Li na coluna do jornalista Pedro Doria, do Estadão de 12/07, uma notícia assustadora.
Vejam o vídeo que deve estar em algum lugar desta tela ou busquem no google por “The Shining starring Jim Carrey”. Conhecendo o filme O Iluminado, com seu brilhante elenco original, até enxergamos o Jack Nicholson por trás da máscara de Jim Carrey. Mas, quem não conhece o filme e desconhece as condições em que a cena do vídeo foi produzida, bate o olho e diz “Jim Carrey”.
Esse tipo de falsificação, tanto de vídeos, como de vozes, está se aprimorando tanto que até um profundo conhecedor de cinema ficará em dúvida quando ver Carrey contracenando naturalmente com Shelley Duvall, no filme de 1980.
Segundo Pedro Dória, mesmo que pioneiros de aplicativos como este já os tenham tirado ar, devido ao potencial de estrago que podem causar para qualquer pessoa, a simplicidade do programa permitiu sua reprodução em progressão geométrica.

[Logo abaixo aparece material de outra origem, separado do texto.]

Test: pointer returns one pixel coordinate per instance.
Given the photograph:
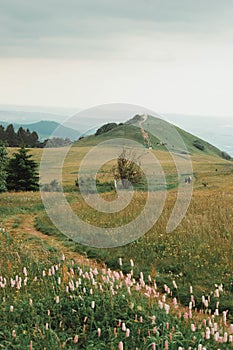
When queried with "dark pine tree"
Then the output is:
(3, 164)
(22, 137)
(11, 136)
(2, 134)
(22, 172)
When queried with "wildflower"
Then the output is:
(120, 346)
(75, 339)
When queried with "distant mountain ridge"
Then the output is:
(134, 129)
(47, 128)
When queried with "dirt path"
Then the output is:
(25, 229)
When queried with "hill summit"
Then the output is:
(154, 133)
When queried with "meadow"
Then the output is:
(162, 291)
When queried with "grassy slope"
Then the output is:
(134, 132)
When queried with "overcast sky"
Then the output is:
(167, 55)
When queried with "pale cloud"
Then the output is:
(168, 55)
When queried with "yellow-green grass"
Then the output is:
(198, 252)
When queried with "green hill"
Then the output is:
(157, 134)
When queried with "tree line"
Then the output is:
(26, 138)
(19, 172)
(20, 137)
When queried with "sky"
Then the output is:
(171, 56)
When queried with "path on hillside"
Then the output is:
(145, 135)
(26, 228)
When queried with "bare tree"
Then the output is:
(128, 169)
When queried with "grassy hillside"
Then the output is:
(132, 130)
(171, 290)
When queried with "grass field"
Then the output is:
(198, 254)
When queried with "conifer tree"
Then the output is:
(22, 172)
(3, 164)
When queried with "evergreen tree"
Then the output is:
(2, 134)
(11, 136)
(22, 172)
(22, 137)
(3, 164)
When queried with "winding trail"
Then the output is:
(26, 228)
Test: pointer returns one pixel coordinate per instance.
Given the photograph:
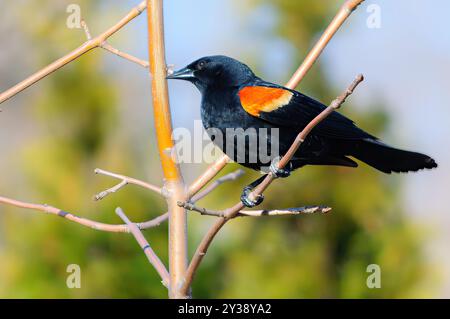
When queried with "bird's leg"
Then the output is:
(245, 197)
(280, 172)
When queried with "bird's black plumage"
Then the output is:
(233, 97)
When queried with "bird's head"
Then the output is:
(214, 71)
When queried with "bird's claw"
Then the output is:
(247, 201)
(279, 172)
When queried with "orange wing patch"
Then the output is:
(256, 99)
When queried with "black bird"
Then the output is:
(241, 112)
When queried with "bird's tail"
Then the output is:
(388, 159)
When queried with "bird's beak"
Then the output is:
(183, 74)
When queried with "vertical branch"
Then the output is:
(174, 185)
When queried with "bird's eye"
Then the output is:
(201, 65)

E eles podem simular a nudez de qualquer mulher, a voz de qualquer pessoa, assim como inserir qualquer pessoa em qualquer vídeo, produzindo situações totalmente falsas.
Ele deu um exemplo de como isso funciona: “Vai fazer dois anos, a Adobe fez a primeira demonstração de um aplicativo chamado VoCo. Alimente-o com gravações da fala de qualquer pessoa que ele analisa. Aí escreva um texto – o software faz com que aquela voz, com sotaque e maneirismos, narre a frase”.
A pessoa atingida estará protegida por um amparo legal? Pode ser. Mas de que adianta a reclamação e a aplicação da lei frente a disseminação digital de uma difamação baseada em uma informação falsa? A reversão de uma imagem deturpada na era das redes sociais é algo muito complicado. Não chegará a todos e a pessoa ficará marcada pela falsificação.
Além de invadir direitos mais elementares dos cidadãos, como a preservação de sua imagem e de sua identidade, o jornalista chama a atenção para o estrago que esse tipo de programa poderá fazer em uma campanha política. Segundo ele, o VoCo foi apresentado ao público, mas nunca foi lançado pois a Adobe “sabe que o terreno é perigosíssimo”. Isso porque “a quantidade de áudios vazados do WhatsApp de políticos mil vão pipocar por aí, de forma convincente, falando sempre as maiores atrocidades, ou cometendo desvios feios, porém discretos o suficiente para que pareçam críveis”.
As eleições de 2018 no Brasil, que levaram ao poder executivo o que existe de pior na política nacional, foi marcada por pacotes de disparos de mensagens de Whatsapp que propagavam notícias falsas. As falsificações que vi eram toscas e primárias. Mas, ainda assim, elas deram o tom da disputa, atropelando o jornalismo e as campanhas tradicionais. Isso foi possível porque temos por estas bandas do globo, uma população com baixa escolaridade, com uma formação política precária e baixo poder de discernimento, algo que ficou empiricamente comprovado com a eleição de Jair Bolsonaro para a presidência.
Se fake news precárias já fizeram um grande estrago, pensem em como seria com a construção de fatos mentirosos, com toda essa sofisticação tecnológica que se aprofunda a cada dia.
Vivemos, então, esse paradoxo. A tecnologia rompeu barreiras, democratizou a informação, deu voz a qualquer um que tenha acesso a um aparelho com sinal de internet. Por outro, lado esta mesma tecnologia, através de uma comunicação bruta, persuasiva e sem depurações, tem pavimentado o êxito de projetos incrivelmente autoritários e anacrônicos.
Espero que ainda tenhamos tempo, espaço e as condições necessárias para enfrentar a briga no campo virtual e, a partir daí, realizar o ideal de fomentar entre a população brasileira um ambiente de formação, de debate e de senso crítico.